The trial judge believed that it was the breach of the agreement to provide insurance designating them as loss payees, much more than the slight tardiness in meeting the monthly payments, that prompted the Holts to bring foreclosure proceedings, and the trial judge concluded that the Holts were legally entitled on these facts to bring foreclosure proceedings.
The trial court gave consideration to the rule announced in Stern berg v. Mason, 339 So.2d 373 (La.App. 1st Cir. 1976), writ denied 341 So.2d 901 (La. 1977), as follows:
"An obligee is, of course, entitled to have the contract strictly complied with and to receive his payments promptly when due. However, when there has developed a course of conduct, i.e., routine late payments without complaint or objection over an extended period of time sufficient to create a justifiable belief that it is of no moment, it is essential in the interest of fairness that the obligee make known to the obligor his intent to discontinue acceptance of late payments."
Applying this rule to the present facts, the trial judge felt that the acceptance of late payments, following the death of Fletcher, had been "the result of gratuitous, but unwilling, indulgence on the part of the Holts", and that it was therefore "a close case on the issue of whether the creditors were estopped" under the Sternberg rule. However, the trial judge found that it was "exceedingly clear . . . that they [the Holts] were entitled to bring the suit by executory process as a result of the breach relative to the insurance coverage."
The Sternberg rule is based on fairness. Nolan J. Cunningham Apartments, Inc. v. Dupre, 428 So.2d 1046 (La.App. 1st Cir. 1983). In that case, after 15 monthly installments were paid, of which five and possibly six of the nine most recent installments were made after the monthly due date, the First Circuit held that the holder of the note could not, without making known his intent to discontinue acceptance of late payments, simply foreclose after one late payment, and that a casual conversation concerning late payments was insufficient to qualify as notice that late payments would no longer be tolerated. Similarly, in Fred H. Moran Const. Corp. v. Elnaggar, 441 So.2d 260 (La.App. 1st Cir. 1983) it was held that a series of 10 monthly payments, three of which were on time and the other seven ranging from one to 17 days late, established a course of conduct that tolerated routine late installment payments without complaint, and that the doctrine of forebearance could successfully be raised to a foreclosure brought 11 days after the due date of the 11th payment. On the other hand, McCarthy v. Louisiana Timeshare Venture, 426 So.2d 1342 (La.App. 4th Cir. 1982), held that a "course of conduct" between the parties was not established when only three payments had been made on a note, the first one early and the other two late by eight and 11 days, respectively.
In the light of the reasoning in the above decisions, and our review of the facts, we do not agree with the trial court that it is a close question whether the doctrine of forebearance applies in the instant case. We think the doctrine applies. However, this makes no difference to the outcome, because we agree with the trial judge's decision as to the second issue, which supports the mortgagees' right to executory process.
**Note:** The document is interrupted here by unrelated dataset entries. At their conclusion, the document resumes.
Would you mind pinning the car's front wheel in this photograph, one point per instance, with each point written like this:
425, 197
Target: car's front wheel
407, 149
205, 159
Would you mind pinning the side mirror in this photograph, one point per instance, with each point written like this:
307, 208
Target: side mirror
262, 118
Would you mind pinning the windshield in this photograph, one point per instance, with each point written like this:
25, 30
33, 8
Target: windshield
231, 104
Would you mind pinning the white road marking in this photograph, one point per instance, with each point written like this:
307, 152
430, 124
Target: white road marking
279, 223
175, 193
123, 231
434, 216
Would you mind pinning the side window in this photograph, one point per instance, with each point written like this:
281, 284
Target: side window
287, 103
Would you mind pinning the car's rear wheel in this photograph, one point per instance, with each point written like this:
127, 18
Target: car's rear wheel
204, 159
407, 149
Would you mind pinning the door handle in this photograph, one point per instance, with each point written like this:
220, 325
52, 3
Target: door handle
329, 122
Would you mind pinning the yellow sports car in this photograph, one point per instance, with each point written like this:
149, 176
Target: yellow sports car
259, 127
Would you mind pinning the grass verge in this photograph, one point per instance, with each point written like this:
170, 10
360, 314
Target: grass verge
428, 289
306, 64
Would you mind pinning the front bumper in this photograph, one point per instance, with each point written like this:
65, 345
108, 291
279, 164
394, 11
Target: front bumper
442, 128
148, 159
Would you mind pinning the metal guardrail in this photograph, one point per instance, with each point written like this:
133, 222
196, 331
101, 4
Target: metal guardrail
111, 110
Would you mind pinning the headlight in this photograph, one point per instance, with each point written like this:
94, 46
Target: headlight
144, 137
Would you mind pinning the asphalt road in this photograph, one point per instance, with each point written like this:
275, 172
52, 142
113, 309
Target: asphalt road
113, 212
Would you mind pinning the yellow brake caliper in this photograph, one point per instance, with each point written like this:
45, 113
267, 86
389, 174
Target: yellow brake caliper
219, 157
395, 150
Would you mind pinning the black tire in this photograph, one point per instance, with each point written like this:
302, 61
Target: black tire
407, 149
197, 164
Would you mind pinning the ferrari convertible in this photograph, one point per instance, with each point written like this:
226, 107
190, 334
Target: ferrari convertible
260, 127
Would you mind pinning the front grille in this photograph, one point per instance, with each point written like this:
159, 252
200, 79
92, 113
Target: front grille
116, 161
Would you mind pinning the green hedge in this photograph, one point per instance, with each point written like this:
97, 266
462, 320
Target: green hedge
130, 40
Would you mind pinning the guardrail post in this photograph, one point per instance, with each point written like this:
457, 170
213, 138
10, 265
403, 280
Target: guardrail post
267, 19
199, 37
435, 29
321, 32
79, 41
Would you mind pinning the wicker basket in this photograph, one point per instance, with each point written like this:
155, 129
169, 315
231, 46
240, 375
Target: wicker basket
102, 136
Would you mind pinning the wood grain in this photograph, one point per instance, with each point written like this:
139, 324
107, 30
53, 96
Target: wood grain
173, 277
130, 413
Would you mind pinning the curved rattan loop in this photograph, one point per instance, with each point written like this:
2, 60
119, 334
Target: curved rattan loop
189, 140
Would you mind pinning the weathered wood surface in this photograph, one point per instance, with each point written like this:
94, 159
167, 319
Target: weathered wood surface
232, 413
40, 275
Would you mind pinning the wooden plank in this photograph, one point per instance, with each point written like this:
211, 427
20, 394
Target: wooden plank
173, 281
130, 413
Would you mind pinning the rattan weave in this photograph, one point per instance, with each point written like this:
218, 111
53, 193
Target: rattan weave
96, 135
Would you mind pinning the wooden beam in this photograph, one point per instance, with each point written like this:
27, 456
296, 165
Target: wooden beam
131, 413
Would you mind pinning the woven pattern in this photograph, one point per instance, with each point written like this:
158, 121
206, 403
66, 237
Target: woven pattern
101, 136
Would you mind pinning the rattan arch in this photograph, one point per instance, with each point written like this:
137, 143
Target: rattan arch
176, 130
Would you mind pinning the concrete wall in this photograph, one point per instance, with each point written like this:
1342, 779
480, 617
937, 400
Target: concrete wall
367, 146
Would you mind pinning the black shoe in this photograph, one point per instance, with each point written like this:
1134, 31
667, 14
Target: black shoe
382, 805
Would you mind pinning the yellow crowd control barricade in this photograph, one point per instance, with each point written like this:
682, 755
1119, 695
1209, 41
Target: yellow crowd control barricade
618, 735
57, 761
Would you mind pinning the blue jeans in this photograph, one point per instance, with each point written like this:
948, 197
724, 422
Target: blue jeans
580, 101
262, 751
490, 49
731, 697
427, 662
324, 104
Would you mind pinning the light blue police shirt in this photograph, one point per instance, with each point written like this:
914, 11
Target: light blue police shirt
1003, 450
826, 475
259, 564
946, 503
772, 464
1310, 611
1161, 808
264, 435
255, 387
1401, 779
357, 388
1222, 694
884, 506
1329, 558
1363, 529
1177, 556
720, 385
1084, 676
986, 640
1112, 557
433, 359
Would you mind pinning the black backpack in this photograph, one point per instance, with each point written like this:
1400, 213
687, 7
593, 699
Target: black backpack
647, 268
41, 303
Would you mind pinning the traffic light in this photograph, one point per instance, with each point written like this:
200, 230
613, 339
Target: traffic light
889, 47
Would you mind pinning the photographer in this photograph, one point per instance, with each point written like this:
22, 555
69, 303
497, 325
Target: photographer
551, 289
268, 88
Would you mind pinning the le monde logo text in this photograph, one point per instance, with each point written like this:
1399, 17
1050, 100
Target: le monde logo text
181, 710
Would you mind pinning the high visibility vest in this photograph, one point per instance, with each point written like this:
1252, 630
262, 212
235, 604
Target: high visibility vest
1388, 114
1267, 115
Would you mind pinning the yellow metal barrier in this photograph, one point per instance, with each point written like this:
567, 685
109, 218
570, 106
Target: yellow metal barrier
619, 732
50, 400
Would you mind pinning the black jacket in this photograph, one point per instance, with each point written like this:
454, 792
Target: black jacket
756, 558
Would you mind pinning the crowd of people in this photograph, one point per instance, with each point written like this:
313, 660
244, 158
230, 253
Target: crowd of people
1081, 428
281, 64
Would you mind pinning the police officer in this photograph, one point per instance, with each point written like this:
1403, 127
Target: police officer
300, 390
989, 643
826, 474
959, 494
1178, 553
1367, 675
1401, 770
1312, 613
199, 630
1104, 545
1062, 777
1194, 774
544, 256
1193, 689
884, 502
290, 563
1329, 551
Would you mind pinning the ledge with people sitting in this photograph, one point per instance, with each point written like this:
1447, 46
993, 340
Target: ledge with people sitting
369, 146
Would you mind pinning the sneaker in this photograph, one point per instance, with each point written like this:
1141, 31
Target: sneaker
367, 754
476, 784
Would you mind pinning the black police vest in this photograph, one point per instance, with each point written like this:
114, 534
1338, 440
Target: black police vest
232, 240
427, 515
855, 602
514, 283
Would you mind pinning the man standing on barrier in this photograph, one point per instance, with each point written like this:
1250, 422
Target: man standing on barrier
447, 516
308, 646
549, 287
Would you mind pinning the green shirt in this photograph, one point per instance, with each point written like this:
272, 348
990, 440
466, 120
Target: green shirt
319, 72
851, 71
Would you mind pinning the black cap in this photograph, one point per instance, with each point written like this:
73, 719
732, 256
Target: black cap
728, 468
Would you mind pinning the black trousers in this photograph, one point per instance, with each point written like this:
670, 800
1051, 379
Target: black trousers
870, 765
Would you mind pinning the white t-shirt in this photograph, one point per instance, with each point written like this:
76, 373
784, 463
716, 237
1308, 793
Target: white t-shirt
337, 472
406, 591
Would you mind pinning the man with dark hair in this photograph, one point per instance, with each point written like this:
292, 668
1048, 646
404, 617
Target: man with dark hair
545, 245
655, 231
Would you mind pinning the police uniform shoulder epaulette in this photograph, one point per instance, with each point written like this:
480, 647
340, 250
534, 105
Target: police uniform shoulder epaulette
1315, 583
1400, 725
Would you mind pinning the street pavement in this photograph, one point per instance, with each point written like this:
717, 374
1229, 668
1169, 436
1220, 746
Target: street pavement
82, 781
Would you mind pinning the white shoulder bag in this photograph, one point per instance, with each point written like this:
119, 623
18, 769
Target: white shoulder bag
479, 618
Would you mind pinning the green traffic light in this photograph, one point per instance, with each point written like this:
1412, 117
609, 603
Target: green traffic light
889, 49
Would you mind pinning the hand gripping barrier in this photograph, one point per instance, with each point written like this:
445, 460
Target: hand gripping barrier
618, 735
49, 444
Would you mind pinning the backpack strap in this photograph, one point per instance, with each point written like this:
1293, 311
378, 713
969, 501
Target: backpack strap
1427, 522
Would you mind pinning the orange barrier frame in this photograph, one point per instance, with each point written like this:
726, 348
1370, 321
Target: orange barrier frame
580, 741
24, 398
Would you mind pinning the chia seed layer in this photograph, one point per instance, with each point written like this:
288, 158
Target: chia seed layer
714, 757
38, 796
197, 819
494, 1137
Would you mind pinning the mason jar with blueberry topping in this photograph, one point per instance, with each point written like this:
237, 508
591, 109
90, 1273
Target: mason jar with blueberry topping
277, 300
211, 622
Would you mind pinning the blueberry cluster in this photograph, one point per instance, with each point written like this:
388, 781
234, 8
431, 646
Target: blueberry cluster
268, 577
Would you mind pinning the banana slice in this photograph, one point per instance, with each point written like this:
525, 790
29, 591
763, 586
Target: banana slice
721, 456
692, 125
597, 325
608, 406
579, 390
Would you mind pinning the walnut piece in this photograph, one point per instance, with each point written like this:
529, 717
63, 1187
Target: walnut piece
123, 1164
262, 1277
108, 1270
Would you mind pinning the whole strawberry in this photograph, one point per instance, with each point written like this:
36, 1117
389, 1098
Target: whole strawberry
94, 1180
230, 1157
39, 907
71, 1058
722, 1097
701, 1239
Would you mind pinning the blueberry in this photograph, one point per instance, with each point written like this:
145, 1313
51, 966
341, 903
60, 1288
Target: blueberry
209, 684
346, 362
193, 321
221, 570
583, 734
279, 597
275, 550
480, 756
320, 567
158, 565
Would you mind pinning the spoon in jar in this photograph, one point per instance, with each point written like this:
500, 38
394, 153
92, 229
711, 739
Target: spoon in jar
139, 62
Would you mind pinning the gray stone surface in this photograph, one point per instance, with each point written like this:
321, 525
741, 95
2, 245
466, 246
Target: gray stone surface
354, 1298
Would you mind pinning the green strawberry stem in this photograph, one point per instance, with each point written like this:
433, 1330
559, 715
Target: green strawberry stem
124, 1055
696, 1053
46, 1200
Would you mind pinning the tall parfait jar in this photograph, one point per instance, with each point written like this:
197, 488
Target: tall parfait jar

Concerning the second issue, the trial judge found as a fact, and we find no clear error, that the Holts indicated their concern on more than one occasion to the administrator about the absence of a loss payable attachment to the insurance policy. Apparently, insurance coverage had been provided, in accordance with the mortgage requirements, ever since the note was made back in 1978, but a loss payable attachment had never been executed in favor of the Holts. Whatever acquiescence in this matter might have occurred before the death of Fletcher, the evidence clearly supports the trial judge's conclusion that after his death, the Holts became more concerned about their security, wondering what would happen in case of a physical loss of the property and wondering how they would be protected to the extent of their mortgage interest. It was this concern that prompted their repeated requests for a loss payable endorsement, and the assurance by Daigle who, as stated earlier, was both the administrator of the succession and the insurance agent in the case, that such an endorsement would be forthcoming. It was only after several weeks had elapsed, and the endorsement was not received, that the Holts started executory proceedings.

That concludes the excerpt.